The Turk seems to be having a Benjamin Button moment right now.  He has banged on about returning to The Village pretty much since arriving in Sydney 11 years ago but I think being home and knowing that this IS now his home is a hurdle that he is having difficulty traversing.

In the past he has visited.  His family have welcomed him with open arms.  His friends have slapped him on the back and drank cay with him at the local tea house or take him to the new club in the city and there are tears and hugs at the airport before he leaves them (yet again) to return to his life in Australia.  There was always the knowledge that he would return again in the future.

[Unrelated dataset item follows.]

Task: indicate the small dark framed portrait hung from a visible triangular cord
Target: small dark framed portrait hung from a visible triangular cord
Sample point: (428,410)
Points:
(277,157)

As happy as he is to be back with his family and friends he now has an opportunity to take off the rose coloured glasses and really look at where he now calls home and he has been very opinionated about its misgivings.  He can complain about the blackouts that seem to happen daily.  Thank you Benjamin Franklin.  He has complained about the water not being hot enough or the water pressure not being strong enough.  But today was my favourite.  He has had a hankering for Peking Duck.  Yep that’s right.  Peking Duck.

Now I do not want to sound like an unsupportive wife (really?) but come on sunshine – get over it!  He was born in this village (probably next door), he grew up here, went to school, made friends, loved and lost and, well, then he left, didn’t he?  He was conscripted into the army and after his service he went to Bodrum where he played around until he met me.  Holy shit!  He had no idea what he was getting himself into!  Other than fleeting visits he has not lived in this village since he was 18!  I know I am using a lot of exclamation points but this is an exclamation point kind of epiphany!!

Now I cannot help him with the Peking Duck (ewww) but I have an electrician coming today about our constant blackouts.  We have had an electric hot water service connected (how people live on solar hot water in winter is beyond me). The telephone is now operational (finally).  We’ve had satellite TV installed (because the 2000 Turkish channels that we had were apparently not the right ones).  The balcony is still under renovation (but will be finished shortly) and . . . well I am sure there are other problems that will come up but we can tackle each problem when it presents itself.

What an wonderful, sympathetic, kind, generous and hot wife I am (just go with me on this) and apparently when I sing I sound like Madonna.  I know my Second Husband aka Brad Pitt would show his appreciation.